Nothing illustrates the conflict between the power and influence of the blogs and their romantic notions of an indie music work ethic better than the Lana Del Rey affair. In short, indie music blogs initially championed her “Video Games” single/video via YouTube and covered her as a rising star in the tradition of Cat Power, an underground darling. But then they outed Del Rey as an ambitious pop-star wannabe, who had already released an album to little fanfare under her given name. She had management, a label and the business savvy to reboot as Del Rey with a signature look (a retro brunette bombshell that rarely smiles) and the blogs felt duped. Del Rey wasn’t the undiscovered organically grown rare orchid they had hoped. Rather, she was nurtured in the corporate hothouse.
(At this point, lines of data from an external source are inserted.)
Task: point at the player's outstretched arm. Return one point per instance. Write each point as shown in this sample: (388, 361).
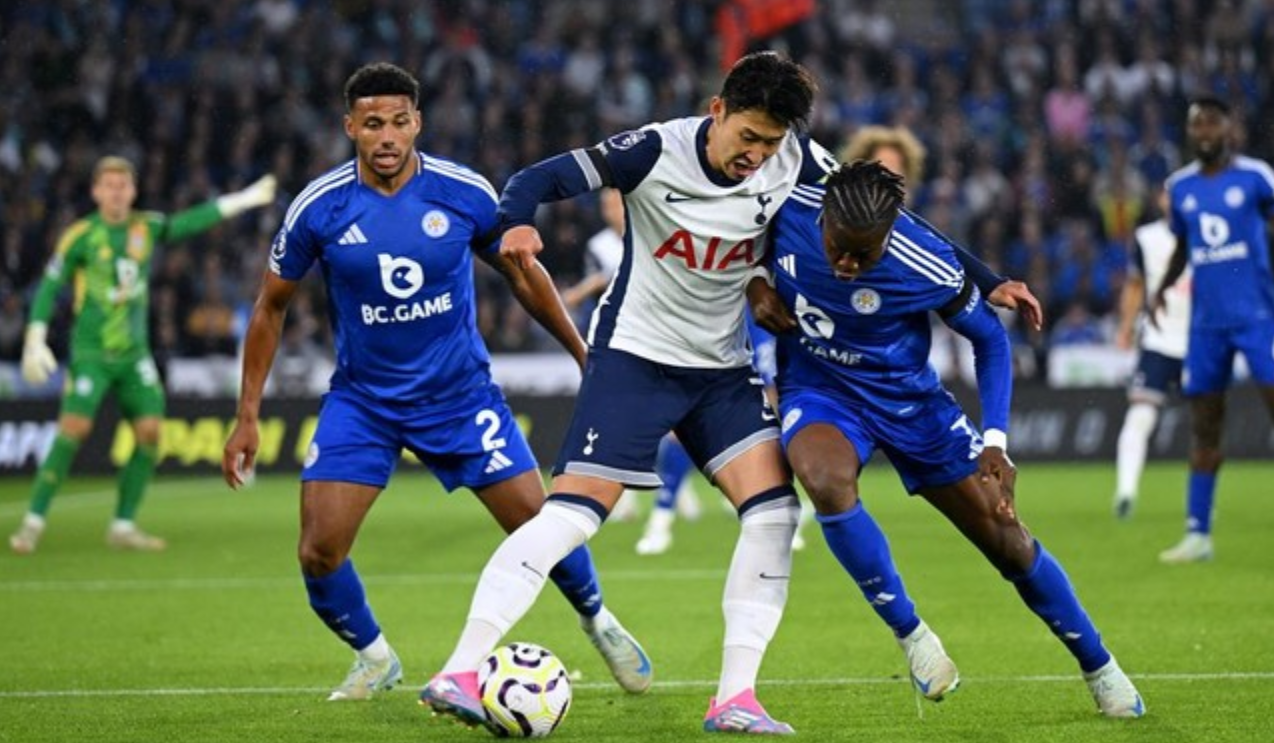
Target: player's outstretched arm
(1176, 266)
(209, 214)
(534, 289)
(264, 329)
(1018, 296)
(260, 193)
(1131, 301)
(38, 362)
(768, 309)
(520, 245)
But it was too late to put the genie back in the bottle: Del Rey was already on the way to a major label release, an appearance on Saturday Night Live and a number one album on iTunes in 11 countries.
What Del Rey illustrates is that indie cred, and indie values and credential checking is a useless exercise in this day and age—if indie was a private party, the bouncer has long since left the building. Del Rey wasn’t the first career-oriented songwriter to reconfigure herself with an indie scene-friendly look; acts like the Drums had already done that. And the artists that are given carte blanche on the hipster blogs are just as likely to employ powerful publicists and booking agents, and license tunes commercially as those working the industry showcase circuit and toiling away with songwriting teams. And music industry insiders, who once might have ignored bands playing the basement-show circuit, are combing the blogs, SoundCloud and of course YouTube looking for the next sensation. The walls have been broken down for years, and it is a good thing that they are unlikely to go up again.
Del Rey’s new album isn’t quite worth the kerfuffle. Outside of the unique and downbeat “Video Games”, which contrasts a schoolgirl fantasy of glamorous life with a humdrum chore of keeping a boy interested, "Born to Die" only bears modest fruit. We’re given a heavy dose of Gangsta Nancy Sinatra on songs which wed trip-hop beats, sweeping strings and near-raps. Often, she’s playing a gold-loving, retro-styled vixen that savours the thrills that come with bad boys but ends up bored and conflicted. The lounge filler in “Diet Mountain Dew” and elsewhere lends itself to a gangster moll storyline, but altogether, Born to Die is more pop curiosity than a youthquake. Never fear. With the hype machine humming along 24-7, something else will come soon.